HATTIESBURG, Miss. – Ray Guy, the first kicker inducted into the Pro Football Hall of Fame, died Thursday at the age of 72.
Southern Mississippi University, where Guy shone before becoming the first kicker in history to be selected in the first round of the NFL Draft, said he died after a long fight against disease. He was receiving treatment at a health facility in the Hattiesburg area.
Guy was drafted 23rd overall by the Al Davis Oakland Raiders in 1973 and played his entire 14-season NFL career with that organization. He was also retained on three occasions on the all-star team.
In 2014, Guy became the first player in history to be inducted into the Pro Football Hall of Fame exclusively for his kicking skills.
“Ray Guy was a kicking football player,” the late John Madden, his former coach, said before he delivered Guy’s Pro Football Hall of Fame induction speech.
Guy was selected to the NFL All-Star Team as part of the league’s 75th anniversary and to the ’70s All-Star Team. He contributed to three Super League titles. Bowl of the Raiders and was named to the Pro Bowl seven times.
The honor given annually to the top college kicker is named after Guy, who was also the first kicker to be inducted into the College Football Hall of Fame in 2004.
Madden once shared that the first time he saw Guy kicking a Raiders practice, he knew he had a special player on his team.
“He was making the longest, highest punts I had ever seen,” Madden described.
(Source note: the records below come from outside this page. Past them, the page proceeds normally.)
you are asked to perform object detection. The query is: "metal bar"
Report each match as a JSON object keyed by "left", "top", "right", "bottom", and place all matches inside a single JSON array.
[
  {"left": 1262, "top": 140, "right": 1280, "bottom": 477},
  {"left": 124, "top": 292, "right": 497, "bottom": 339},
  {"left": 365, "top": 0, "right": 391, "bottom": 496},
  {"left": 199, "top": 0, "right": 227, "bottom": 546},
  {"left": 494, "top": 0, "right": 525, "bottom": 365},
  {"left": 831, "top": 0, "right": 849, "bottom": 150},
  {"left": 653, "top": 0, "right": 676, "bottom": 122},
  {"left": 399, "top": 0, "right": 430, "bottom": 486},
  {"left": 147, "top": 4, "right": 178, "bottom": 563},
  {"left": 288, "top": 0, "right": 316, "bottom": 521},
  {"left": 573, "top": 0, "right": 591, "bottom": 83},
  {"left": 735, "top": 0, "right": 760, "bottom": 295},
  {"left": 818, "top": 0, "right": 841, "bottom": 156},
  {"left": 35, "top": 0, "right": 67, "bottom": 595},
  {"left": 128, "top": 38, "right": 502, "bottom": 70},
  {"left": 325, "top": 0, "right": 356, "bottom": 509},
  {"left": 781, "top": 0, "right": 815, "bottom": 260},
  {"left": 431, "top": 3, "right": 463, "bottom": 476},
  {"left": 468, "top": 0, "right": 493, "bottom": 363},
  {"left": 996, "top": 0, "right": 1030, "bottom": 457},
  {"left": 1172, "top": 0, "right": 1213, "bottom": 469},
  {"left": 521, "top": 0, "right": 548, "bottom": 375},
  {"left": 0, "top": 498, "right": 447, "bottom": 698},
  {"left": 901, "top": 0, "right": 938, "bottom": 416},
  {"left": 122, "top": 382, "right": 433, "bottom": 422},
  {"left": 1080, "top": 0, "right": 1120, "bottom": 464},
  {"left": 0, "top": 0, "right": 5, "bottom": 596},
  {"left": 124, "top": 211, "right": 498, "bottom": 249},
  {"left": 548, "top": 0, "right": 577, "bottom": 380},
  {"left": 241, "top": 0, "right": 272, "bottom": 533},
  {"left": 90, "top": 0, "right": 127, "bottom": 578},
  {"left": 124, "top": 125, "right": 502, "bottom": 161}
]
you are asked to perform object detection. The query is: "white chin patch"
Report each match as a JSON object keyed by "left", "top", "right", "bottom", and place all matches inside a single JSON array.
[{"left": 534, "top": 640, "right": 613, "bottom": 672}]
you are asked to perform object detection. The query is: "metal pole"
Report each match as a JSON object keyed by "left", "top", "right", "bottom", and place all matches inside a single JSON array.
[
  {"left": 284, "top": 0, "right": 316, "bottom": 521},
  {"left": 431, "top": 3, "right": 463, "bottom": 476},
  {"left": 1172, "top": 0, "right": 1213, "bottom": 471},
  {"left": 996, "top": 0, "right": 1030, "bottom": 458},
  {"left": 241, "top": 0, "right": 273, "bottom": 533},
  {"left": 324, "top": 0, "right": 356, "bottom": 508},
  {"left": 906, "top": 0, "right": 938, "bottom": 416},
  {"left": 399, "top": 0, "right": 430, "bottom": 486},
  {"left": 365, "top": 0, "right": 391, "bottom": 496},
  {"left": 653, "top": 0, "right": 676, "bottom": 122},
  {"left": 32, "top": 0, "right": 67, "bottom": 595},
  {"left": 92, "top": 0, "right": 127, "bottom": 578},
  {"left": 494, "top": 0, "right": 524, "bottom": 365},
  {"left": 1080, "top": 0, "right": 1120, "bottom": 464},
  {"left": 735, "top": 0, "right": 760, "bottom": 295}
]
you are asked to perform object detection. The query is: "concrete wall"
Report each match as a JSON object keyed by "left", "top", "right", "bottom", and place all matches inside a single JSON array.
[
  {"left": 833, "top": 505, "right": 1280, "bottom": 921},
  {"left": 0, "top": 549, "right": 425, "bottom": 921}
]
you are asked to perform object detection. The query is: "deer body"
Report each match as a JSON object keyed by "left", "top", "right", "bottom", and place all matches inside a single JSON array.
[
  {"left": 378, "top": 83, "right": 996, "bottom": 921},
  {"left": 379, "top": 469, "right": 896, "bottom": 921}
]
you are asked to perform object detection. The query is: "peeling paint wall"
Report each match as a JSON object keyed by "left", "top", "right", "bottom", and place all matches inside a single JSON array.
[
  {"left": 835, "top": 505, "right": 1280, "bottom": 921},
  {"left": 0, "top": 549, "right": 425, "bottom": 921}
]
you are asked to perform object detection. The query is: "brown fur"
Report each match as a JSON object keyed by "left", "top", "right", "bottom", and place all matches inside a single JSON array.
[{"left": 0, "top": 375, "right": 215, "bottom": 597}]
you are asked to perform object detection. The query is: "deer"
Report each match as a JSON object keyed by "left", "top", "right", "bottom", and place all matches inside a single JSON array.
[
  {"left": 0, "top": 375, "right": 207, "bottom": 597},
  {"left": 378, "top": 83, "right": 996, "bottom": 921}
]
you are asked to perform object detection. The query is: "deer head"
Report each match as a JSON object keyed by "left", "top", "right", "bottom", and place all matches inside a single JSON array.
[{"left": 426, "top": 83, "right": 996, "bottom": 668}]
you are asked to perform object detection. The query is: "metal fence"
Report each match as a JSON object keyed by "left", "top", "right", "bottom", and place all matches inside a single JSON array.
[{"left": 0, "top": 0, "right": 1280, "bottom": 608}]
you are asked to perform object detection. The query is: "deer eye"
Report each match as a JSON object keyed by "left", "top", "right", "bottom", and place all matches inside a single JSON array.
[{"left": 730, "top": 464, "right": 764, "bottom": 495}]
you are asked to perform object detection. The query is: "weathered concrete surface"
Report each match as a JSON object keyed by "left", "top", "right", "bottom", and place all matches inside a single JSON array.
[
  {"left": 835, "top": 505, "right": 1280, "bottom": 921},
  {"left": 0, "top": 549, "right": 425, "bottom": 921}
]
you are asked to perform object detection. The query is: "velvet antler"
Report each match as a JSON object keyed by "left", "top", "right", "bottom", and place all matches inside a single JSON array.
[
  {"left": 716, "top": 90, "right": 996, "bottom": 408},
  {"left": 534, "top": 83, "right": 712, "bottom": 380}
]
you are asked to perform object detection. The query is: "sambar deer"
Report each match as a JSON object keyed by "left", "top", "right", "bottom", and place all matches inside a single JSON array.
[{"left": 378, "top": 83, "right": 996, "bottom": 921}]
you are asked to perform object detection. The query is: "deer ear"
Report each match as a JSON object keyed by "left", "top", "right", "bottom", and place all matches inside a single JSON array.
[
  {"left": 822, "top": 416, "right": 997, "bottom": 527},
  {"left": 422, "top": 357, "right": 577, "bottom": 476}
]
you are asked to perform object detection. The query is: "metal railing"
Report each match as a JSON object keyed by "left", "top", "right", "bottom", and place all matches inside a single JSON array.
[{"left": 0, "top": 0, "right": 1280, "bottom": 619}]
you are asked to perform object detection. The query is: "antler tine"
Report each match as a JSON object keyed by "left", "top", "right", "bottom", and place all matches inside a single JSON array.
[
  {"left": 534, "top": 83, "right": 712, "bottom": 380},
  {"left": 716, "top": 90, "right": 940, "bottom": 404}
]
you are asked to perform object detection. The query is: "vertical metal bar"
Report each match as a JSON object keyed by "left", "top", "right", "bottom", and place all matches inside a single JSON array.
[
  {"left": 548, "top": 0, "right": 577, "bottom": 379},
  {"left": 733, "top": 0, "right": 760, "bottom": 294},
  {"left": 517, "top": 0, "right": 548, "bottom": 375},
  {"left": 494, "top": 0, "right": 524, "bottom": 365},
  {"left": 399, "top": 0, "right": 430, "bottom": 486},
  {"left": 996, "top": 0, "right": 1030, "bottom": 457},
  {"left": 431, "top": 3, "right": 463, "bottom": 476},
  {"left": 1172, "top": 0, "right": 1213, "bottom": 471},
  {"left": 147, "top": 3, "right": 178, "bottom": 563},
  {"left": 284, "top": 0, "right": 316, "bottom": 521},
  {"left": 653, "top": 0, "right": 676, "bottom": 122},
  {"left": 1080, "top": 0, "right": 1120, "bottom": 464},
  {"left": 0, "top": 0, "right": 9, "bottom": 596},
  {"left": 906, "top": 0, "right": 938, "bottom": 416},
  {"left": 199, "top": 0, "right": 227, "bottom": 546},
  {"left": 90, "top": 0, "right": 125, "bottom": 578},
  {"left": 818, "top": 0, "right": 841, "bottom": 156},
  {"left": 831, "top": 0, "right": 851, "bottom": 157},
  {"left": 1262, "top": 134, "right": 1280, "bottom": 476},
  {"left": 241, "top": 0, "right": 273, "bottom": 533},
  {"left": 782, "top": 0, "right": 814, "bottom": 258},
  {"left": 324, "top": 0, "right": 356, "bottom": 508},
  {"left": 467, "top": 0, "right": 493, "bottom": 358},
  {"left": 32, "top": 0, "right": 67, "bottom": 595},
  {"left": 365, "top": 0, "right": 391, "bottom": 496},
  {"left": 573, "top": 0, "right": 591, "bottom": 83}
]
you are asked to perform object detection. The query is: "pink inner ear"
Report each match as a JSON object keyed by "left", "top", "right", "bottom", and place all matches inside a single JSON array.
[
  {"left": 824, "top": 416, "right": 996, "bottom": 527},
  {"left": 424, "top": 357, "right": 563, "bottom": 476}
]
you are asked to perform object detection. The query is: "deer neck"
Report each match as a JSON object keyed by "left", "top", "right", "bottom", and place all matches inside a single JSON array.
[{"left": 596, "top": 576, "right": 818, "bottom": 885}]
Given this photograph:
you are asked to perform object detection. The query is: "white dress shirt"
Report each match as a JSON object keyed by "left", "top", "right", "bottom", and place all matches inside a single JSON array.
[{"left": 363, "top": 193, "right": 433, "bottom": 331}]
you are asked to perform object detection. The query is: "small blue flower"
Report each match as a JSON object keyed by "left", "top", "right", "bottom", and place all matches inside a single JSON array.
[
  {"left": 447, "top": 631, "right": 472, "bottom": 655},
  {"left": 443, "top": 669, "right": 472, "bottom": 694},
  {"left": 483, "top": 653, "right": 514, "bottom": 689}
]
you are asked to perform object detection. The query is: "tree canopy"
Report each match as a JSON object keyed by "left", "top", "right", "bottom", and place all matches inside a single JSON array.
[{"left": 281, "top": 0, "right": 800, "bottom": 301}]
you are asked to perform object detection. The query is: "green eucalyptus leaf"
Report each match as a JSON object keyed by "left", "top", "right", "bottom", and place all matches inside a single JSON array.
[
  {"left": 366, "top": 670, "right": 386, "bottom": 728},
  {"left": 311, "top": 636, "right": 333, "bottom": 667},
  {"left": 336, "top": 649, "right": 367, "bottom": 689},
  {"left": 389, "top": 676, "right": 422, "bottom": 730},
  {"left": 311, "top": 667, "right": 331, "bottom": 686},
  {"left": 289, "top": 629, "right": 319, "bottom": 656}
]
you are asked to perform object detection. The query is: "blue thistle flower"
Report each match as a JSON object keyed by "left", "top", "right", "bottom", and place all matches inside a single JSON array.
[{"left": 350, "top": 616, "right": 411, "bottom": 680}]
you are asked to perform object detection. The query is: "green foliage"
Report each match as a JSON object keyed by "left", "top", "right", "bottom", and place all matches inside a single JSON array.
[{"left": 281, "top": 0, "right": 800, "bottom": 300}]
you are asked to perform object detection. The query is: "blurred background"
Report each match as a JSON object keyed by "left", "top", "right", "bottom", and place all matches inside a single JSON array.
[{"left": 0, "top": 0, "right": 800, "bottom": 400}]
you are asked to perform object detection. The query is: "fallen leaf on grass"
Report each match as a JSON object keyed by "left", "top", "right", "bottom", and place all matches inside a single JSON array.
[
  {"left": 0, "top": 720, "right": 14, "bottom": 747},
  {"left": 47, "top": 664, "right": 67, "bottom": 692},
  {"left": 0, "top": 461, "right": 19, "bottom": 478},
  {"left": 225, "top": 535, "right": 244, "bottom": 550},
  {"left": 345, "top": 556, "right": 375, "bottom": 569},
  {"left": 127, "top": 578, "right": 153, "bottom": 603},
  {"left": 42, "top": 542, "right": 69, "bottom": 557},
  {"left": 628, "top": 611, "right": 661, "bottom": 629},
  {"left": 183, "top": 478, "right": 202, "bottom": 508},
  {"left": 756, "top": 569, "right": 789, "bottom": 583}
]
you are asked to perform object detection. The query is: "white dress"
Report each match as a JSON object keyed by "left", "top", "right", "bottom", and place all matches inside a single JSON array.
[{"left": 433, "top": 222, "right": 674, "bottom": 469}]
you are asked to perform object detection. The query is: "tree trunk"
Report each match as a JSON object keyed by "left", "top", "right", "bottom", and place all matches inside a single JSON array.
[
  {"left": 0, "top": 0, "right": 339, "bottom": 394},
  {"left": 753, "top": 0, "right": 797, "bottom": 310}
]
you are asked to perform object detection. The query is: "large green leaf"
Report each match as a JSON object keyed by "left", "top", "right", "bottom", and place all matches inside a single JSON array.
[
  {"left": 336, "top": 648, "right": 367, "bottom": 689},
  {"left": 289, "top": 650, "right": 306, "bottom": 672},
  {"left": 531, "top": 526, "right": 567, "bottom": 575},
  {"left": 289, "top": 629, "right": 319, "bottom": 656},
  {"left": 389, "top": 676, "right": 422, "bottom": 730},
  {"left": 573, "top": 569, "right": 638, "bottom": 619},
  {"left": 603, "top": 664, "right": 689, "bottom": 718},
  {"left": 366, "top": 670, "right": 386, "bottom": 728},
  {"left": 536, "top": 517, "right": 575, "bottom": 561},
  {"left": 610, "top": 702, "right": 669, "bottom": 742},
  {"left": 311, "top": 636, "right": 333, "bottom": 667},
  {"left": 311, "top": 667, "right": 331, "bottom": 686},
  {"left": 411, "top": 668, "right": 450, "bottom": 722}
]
His kicks could be so high that one of them, in a Pro Bowl game, hit the Superdome scoreboard, suspended 90 feet above the field. That kick helped coin the term ‘hang time’ in football jargon.
His ability to push the opposing club deep into their territory with kicks high or directed to a strategic place on the field was a major contributor to the successes of the great Raiders formations of the 1970s and 1980s.
Guy ended his professional NFL career in 1986 with a streak of 619 kicks without a single being blocked. However, it took him almost three decades to be inducted into the Football Hall of Fame.
Although his average of 42.4 yards per punt ranks him 61st in NFL history, he is still seen today by many observers as the best to have held this position.